Friday, February 8, 2013

Daily Diet Plan For Monday

Today, I will give you a daily diet plan, for the sake of this article, we will call it Monday. Of course you can apply this daily diet plan to any day, but we will stick to Monday, this is often the day that sets up our entire week for SUCCESS.

- Monday - Breakfast - 7am

- 1/2 cup of Spelt Bran (complex carbohydrate)

- 1 tbsp of Ground Flax Seed (Fat)

- ? Banana(fruit)

- A handful of blueberries (fruit)

- 3 egg whites (protein)

This Breakfast will certainly leave you feeling satisfied. Not only will it satisfy you appetite, but it will satisfy your brain, and get your day started on the right foot. You are getting a large variety of complex carbohydrates, protein, fat, and delicious fruits that are full of antioxidants(berries) and potassium (banana)

Snack 10 am

Option 1 - Apple with a handful of almonds

Option 2 - A low carbohydrate protein shake blended with berries

Option 3 - 1 small banana with a tablespoon of all natural peanut butter

Lunch - 1pm

Tasty Tuna Wrap

- 1/2 can of low sodium tuna (protein)

- 2 tbsp of Salsa

- 1 tablespoon of low-fat sour cream

- Low-fat marble cheese (fat)

- 1 ezekeil or whole wheat wrap (complexe carbohydrate)

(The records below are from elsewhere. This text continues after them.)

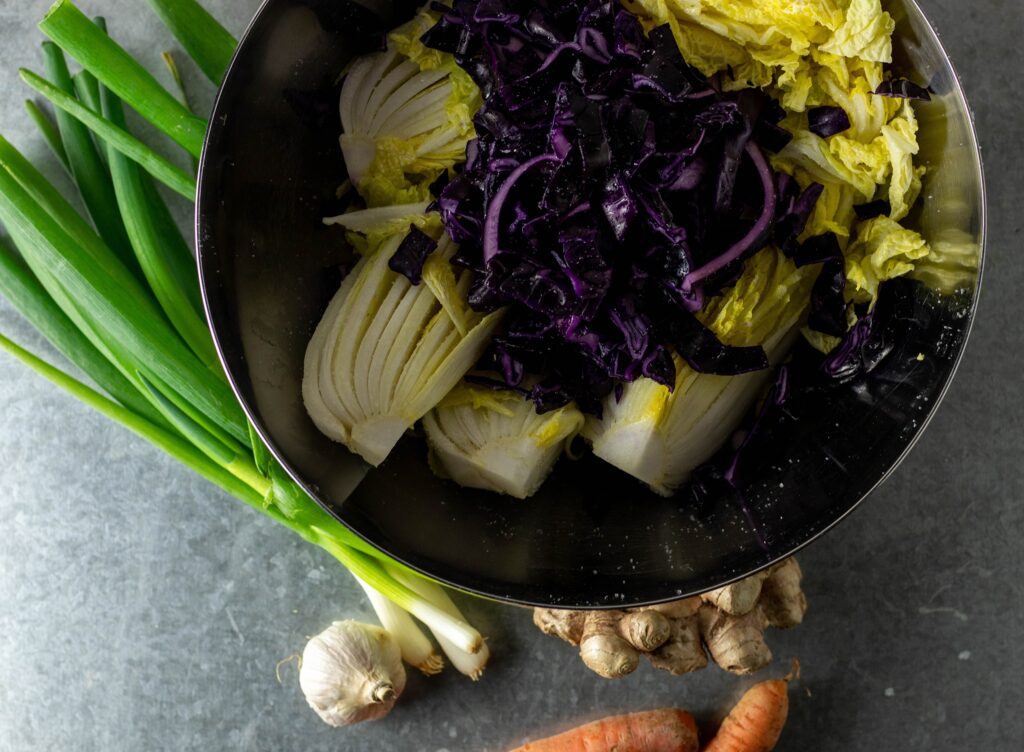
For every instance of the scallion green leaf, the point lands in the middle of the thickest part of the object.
(140, 336)
(87, 167)
(29, 297)
(48, 129)
(80, 38)
(161, 250)
(206, 41)
(171, 175)
(87, 89)
(178, 448)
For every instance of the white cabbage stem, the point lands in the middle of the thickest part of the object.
(497, 441)
(387, 351)
(660, 436)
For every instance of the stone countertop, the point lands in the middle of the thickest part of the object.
(140, 610)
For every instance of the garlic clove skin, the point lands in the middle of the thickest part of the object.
(351, 672)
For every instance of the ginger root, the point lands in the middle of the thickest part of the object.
(728, 623)
(735, 642)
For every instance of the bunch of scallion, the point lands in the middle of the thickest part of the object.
(116, 292)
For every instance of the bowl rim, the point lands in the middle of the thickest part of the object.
(216, 124)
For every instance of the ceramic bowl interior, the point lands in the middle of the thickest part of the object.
(592, 537)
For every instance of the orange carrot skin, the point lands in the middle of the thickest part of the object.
(654, 730)
(756, 723)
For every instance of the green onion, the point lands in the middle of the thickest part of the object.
(171, 175)
(132, 330)
(260, 453)
(87, 89)
(72, 222)
(25, 292)
(206, 41)
(86, 166)
(469, 662)
(416, 648)
(454, 629)
(161, 250)
(179, 84)
(84, 41)
(174, 446)
(48, 129)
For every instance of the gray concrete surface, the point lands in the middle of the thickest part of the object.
(139, 610)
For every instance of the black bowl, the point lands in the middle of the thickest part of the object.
(592, 537)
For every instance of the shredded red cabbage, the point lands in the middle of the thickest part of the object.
(612, 189)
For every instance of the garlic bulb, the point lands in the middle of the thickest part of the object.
(351, 672)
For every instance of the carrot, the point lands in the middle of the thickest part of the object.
(756, 722)
(654, 730)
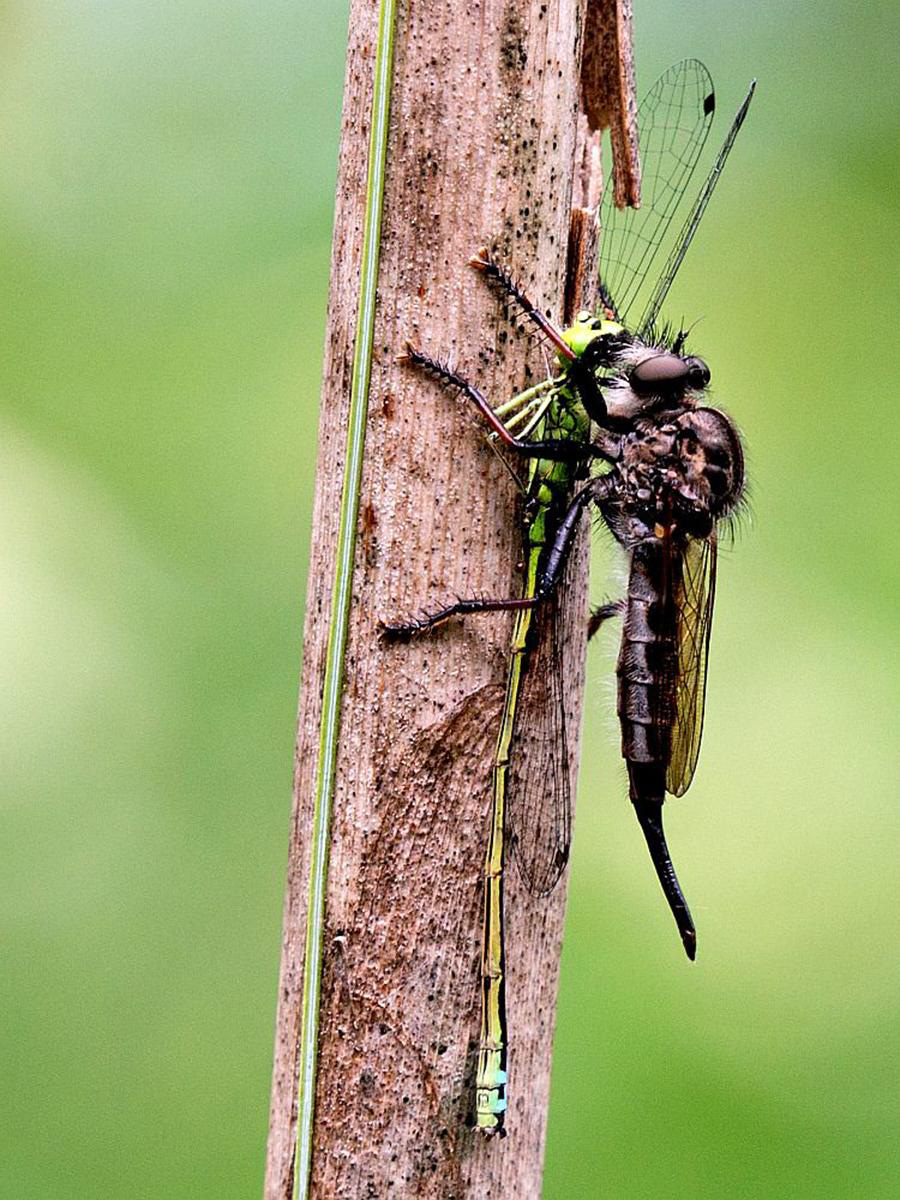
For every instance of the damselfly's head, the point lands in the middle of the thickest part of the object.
(595, 340)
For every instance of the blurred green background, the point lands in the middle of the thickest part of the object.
(167, 191)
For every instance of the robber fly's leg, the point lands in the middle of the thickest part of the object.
(489, 267)
(547, 581)
(558, 451)
(603, 613)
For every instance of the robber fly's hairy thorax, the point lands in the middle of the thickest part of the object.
(679, 465)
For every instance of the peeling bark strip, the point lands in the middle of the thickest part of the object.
(483, 148)
(607, 75)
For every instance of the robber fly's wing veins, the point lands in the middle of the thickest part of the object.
(539, 779)
(672, 125)
(695, 594)
(693, 220)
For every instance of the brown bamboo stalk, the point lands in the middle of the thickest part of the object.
(483, 149)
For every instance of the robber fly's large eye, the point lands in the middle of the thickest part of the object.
(660, 373)
(665, 373)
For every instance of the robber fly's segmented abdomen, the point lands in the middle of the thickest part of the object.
(647, 660)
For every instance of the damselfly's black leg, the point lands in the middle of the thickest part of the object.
(551, 574)
(557, 451)
(603, 613)
(485, 263)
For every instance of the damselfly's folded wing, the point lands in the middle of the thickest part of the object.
(673, 123)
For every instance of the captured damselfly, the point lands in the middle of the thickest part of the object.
(623, 426)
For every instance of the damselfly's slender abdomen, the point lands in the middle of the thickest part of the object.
(647, 672)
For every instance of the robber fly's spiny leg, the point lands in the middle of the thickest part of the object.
(557, 451)
(547, 581)
(485, 263)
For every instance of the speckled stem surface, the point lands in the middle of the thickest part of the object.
(483, 149)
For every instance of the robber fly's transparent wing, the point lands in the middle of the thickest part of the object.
(672, 125)
(694, 595)
(539, 817)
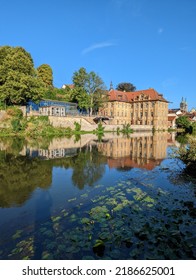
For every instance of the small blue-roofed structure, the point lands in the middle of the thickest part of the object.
(47, 107)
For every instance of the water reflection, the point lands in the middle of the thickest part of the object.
(25, 166)
(72, 199)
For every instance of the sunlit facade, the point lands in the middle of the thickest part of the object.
(144, 107)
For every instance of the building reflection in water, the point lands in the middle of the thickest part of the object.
(144, 150)
(140, 150)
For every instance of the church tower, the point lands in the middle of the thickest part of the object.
(184, 105)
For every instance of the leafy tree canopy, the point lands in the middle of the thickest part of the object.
(45, 74)
(18, 80)
(88, 89)
(128, 87)
(183, 122)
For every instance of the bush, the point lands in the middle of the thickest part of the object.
(187, 153)
(15, 112)
(77, 127)
(16, 126)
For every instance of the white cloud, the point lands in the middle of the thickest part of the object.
(98, 46)
(160, 30)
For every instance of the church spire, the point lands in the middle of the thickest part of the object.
(111, 86)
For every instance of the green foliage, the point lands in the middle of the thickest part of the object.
(44, 73)
(127, 129)
(77, 127)
(100, 129)
(18, 81)
(16, 126)
(88, 89)
(187, 153)
(128, 87)
(183, 122)
(15, 112)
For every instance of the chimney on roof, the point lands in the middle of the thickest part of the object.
(111, 86)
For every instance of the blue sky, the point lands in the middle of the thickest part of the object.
(150, 43)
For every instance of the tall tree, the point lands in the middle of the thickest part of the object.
(18, 81)
(45, 74)
(90, 86)
(128, 87)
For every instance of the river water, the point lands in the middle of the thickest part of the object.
(85, 197)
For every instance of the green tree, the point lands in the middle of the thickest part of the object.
(18, 80)
(45, 74)
(88, 89)
(128, 87)
(183, 122)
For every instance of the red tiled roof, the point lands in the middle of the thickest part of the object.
(171, 118)
(116, 95)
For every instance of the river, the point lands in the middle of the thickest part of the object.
(81, 197)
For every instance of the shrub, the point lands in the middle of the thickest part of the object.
(15, 112)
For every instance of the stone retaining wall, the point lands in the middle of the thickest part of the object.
(87, 126)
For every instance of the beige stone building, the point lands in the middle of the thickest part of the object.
(144, 107)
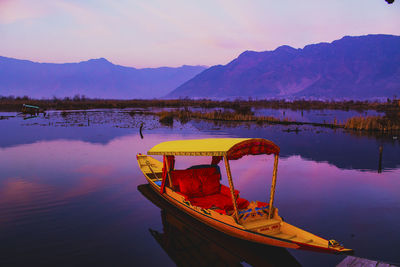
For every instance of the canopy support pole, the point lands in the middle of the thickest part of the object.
(167, 166)
(272, 195)
(228, 172)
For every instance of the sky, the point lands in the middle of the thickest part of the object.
(154, 33)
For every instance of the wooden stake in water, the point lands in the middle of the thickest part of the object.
(380, 159)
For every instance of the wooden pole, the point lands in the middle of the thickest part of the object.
(380, 159)
(169, 176)
(272, 195)
(228, 173)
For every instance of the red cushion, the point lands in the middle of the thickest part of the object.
(176, 175)
(190, 185)
(210, 184)
(226, 191)
(218, 200)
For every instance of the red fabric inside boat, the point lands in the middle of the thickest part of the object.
(218, 200)
(203, 189)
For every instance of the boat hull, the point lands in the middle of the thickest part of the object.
(236, 231)
(227, 224)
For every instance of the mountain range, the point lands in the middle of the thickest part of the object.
(362, 67)
(95, 78)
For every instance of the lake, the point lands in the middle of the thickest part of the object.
(71, 192)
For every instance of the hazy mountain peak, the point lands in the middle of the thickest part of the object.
(351, 67)
(95, 78)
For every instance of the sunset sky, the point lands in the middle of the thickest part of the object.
(153, 33)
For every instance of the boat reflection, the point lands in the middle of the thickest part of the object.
(191, 243)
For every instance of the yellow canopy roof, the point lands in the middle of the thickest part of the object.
(233, 147)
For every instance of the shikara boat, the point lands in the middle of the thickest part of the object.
(198, 192)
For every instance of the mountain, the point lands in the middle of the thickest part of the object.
(95, 78)
(362, 67)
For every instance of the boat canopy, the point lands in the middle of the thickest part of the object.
(233, 148)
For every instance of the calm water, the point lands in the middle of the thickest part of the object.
(71, 193)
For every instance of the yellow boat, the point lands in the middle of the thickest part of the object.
(198, 192)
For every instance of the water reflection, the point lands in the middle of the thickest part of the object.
(346, 150)
(70, 201)
(191, 243)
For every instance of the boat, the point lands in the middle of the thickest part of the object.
(187, 240)
(198, 192)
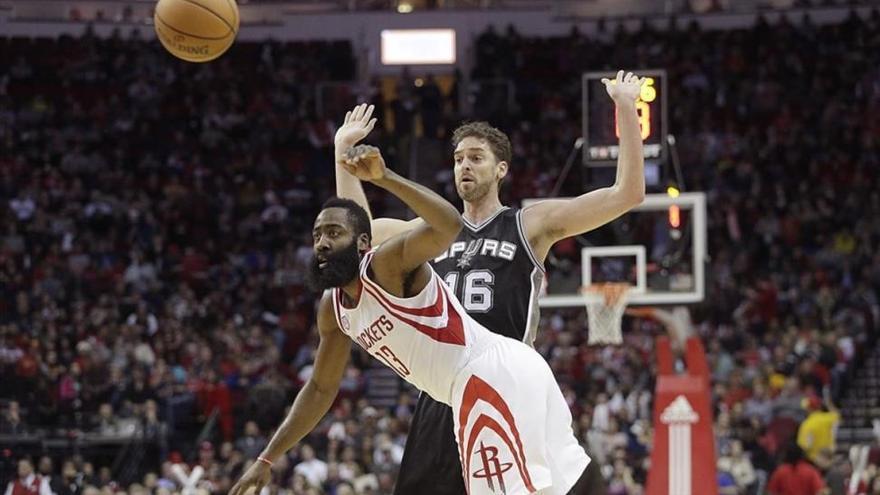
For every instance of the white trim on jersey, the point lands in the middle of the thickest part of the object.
(521, 231)
(533, 316)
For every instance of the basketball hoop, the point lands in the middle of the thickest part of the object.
(605, 303)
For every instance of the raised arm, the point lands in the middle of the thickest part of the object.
(311, 404)
(357, 124)
(409, 250)
(549, 221)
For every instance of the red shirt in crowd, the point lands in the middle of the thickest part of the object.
(798, 479)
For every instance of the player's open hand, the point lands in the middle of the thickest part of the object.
(356, 126)
(624, 88)
(257, 476)
(365, 162)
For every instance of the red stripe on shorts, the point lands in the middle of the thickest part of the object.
(477, 389)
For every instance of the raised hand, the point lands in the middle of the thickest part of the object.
(355, 127)
(624, 88)
(257, 476)
(364, 162)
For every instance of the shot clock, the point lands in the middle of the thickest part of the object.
(600, 118)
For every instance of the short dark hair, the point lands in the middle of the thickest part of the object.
(358, 217)
(499, 143)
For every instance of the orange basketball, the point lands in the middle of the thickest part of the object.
(196, 30)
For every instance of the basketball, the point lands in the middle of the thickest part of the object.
(196, 30)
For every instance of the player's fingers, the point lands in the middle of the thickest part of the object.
(348, 167)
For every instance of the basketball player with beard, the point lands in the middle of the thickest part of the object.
(511, 420)
(496, 265)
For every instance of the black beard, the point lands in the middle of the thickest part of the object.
(341, 268)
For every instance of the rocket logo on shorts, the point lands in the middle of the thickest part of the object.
(492, 468)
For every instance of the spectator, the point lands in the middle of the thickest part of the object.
(312, 469)
(816, 433)
(252, 443)
(12, 424)
(27, 482)
(737, 464)
(795, 476)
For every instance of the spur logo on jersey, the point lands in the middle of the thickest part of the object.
(375, 332)
(493, 470)
(479, 247)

*Mix all of the ingredients together, and wrap it up* You are more than welcome to add any veggies of your choice to make it more exciting!

- a garden salad with little to no dressing

Snack - 4pm

It's getting a little later in the afternoon, so you may want to think of cutting back a bit on the carbohydrates, so choose this snack wisely, especially if you enjoy pasta or potatoes at dinner time which include an abundance of carbohydrates. A good choice for this snack would be..

- baby carrots with low fat dressing

- chopped up vegetables with low fat cheese

- a low carbohydrate protein shake

- an apple with 10-15 almonds

Dinner - 7pm

Steak and Potatoes - The Healthy Way

- 4oz steak (choose a very lean cut like Top Round Steak or Flank Steak)

- 1 small sweet potato cut into medallions

- 1-2 cups of steamed veggies.

Start up the grill and put the potatoes on first, then just as they are finishing, throw on the steaks. Now, remember, don't load up the bbq sauce. If you need flavour, use sodium free spices. If you feel as though you NEED the bbq sauce, try and low calorie BBQ sauce. I prefer Krafts original.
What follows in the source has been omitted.